Re-run it anytime (weekly recommended) to refresh: it starts from zero every
time, so it naturally picks up new pages, updates changed ones, and
quarantines (never deletes) removed ones. If that directory is (or becomes)
a git repo -- worth doing once, purely as a local diffing tool, nothing needs
pushing anywhere -- it also runs `check-regressions` automatically afterward
and flags any file that shrank by more than half or grew more than 3x versus
the last commit (signals of a broken fetch); see
`docs/adr/0001-crawl4ai-based-corpus-pipeline.md` for why that check exists.

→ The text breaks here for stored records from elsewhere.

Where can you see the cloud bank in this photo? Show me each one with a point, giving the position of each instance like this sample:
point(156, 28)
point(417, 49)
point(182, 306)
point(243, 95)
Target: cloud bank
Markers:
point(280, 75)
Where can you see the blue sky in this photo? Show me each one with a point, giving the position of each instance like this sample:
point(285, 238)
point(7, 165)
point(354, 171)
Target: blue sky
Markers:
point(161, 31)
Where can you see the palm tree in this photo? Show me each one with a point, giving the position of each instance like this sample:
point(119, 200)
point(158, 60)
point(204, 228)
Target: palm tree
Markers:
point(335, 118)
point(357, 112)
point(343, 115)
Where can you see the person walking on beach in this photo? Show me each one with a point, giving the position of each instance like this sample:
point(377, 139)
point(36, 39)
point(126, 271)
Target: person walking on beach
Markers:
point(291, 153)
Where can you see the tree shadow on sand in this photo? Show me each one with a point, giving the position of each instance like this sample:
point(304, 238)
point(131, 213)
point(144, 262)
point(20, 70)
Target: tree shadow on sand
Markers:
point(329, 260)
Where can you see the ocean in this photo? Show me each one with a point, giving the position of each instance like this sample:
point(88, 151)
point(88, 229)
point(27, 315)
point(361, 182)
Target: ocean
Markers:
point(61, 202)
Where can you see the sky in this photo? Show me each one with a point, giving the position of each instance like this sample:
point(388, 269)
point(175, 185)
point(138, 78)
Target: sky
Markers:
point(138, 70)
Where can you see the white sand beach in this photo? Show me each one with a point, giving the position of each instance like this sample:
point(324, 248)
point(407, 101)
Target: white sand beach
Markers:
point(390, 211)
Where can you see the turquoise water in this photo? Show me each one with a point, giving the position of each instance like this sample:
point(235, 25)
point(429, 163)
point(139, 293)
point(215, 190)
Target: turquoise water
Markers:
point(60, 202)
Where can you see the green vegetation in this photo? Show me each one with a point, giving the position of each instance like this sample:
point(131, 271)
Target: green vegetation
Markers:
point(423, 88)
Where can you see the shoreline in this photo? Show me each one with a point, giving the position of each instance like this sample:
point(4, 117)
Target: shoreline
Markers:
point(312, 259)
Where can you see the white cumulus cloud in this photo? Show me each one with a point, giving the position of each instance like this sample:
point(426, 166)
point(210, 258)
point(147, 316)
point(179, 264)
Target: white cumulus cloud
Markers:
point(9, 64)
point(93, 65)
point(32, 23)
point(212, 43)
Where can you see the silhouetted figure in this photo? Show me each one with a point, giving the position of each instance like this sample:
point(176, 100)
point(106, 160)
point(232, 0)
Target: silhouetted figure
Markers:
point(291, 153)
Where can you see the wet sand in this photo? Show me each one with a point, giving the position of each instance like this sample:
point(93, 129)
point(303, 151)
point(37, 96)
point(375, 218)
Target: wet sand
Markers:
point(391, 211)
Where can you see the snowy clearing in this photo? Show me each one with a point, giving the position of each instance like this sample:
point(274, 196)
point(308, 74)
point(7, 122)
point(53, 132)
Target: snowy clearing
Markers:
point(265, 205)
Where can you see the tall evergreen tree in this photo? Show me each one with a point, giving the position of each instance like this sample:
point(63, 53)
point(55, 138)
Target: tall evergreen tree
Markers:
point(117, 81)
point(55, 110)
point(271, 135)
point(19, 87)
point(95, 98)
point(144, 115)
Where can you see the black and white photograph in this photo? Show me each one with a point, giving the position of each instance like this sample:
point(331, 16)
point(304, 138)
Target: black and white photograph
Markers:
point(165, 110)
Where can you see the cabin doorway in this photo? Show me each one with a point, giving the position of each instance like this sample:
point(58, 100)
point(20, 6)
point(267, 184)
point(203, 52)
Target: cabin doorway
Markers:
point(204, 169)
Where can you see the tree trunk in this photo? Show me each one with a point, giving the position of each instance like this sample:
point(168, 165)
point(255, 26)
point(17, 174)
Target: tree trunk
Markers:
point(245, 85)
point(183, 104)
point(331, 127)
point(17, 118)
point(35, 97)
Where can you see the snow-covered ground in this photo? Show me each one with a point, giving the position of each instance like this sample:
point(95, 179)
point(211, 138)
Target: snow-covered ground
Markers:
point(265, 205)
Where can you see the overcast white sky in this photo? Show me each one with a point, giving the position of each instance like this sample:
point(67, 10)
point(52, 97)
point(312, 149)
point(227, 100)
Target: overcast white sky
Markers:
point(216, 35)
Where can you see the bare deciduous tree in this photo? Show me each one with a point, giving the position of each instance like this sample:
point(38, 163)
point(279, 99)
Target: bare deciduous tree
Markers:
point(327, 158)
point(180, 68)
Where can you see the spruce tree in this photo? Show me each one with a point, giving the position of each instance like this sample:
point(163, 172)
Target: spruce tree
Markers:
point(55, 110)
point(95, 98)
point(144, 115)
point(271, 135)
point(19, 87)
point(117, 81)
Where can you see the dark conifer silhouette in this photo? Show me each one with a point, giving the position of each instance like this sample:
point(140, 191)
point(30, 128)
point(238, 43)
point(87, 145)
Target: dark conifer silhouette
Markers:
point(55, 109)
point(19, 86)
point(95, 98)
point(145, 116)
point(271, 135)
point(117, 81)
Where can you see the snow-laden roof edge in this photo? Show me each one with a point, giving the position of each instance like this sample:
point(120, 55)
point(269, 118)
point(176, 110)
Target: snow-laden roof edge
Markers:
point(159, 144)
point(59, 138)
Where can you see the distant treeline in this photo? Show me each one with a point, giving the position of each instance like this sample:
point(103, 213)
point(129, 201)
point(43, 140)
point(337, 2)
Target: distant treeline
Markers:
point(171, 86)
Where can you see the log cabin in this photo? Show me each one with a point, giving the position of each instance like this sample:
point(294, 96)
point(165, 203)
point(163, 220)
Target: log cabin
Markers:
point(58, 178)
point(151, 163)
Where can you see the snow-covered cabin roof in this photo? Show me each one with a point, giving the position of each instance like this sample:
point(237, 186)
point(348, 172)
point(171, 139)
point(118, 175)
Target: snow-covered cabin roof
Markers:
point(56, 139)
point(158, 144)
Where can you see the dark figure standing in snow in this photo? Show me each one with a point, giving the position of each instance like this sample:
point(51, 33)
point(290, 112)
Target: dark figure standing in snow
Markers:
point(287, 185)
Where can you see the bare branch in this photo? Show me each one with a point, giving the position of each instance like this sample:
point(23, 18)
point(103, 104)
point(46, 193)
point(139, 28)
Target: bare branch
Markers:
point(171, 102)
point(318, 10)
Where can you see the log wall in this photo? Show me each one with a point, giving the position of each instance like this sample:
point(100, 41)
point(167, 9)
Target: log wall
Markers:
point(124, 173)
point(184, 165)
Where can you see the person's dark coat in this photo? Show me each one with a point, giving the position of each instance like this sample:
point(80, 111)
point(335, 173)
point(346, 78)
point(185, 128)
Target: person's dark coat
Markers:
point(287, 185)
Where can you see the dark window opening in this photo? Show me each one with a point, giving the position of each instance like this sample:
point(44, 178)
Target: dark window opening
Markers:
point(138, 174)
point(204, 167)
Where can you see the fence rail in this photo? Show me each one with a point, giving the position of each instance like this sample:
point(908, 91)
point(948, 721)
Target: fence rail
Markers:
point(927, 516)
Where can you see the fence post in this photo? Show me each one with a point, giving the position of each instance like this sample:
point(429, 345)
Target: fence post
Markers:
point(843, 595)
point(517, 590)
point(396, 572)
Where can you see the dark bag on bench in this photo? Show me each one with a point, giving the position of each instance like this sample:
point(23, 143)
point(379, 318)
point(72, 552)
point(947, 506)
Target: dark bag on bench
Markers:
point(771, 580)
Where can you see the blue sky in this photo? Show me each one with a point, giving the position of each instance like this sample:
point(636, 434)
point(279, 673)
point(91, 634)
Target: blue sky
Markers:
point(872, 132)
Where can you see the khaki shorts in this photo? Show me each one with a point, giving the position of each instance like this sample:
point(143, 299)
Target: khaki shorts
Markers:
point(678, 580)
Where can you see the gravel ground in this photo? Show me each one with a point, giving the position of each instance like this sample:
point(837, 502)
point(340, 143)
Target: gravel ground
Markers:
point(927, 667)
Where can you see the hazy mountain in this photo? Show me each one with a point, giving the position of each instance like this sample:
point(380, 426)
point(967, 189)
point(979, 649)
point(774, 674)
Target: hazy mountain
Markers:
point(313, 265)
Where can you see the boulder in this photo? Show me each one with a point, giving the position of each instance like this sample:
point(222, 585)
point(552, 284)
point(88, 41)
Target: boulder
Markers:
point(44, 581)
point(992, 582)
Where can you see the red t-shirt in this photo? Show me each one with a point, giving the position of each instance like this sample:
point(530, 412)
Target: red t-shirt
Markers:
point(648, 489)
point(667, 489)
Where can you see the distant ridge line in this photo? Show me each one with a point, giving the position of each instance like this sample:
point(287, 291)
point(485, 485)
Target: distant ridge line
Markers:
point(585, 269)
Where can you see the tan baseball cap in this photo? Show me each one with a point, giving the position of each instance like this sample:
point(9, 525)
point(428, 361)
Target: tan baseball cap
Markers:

## Reference: the skill in detail

```bash
npx skills add mordonez/liferay-docs-scraper --skill liferay-expert
```

Or just copy `skills/liferay-expert/SKILL.md` into `.claude/skills/liferay-expert/`
in any project. Claude Code picks it up automatically; the skill itself
resolves `$LIFERAY_DOCS_DIR` (or the OS default above) to find the corpus,
so it works the same regardless of which project you installed it into.

## Why no bundled docs, no embeddings, no vector DB

See `docs/adr/` for the full reasoning. Short version: the corpus is
Liferay's copyrighted documentation text -- distributing the *tool* that
scrapes public pages is a different, much lower-risk thing than a third
party redistributing that text at scale. Plain grep + Read over ~1800
well-organized Markdown files is fast enough that no search index is needed;
add one later if that stops being true.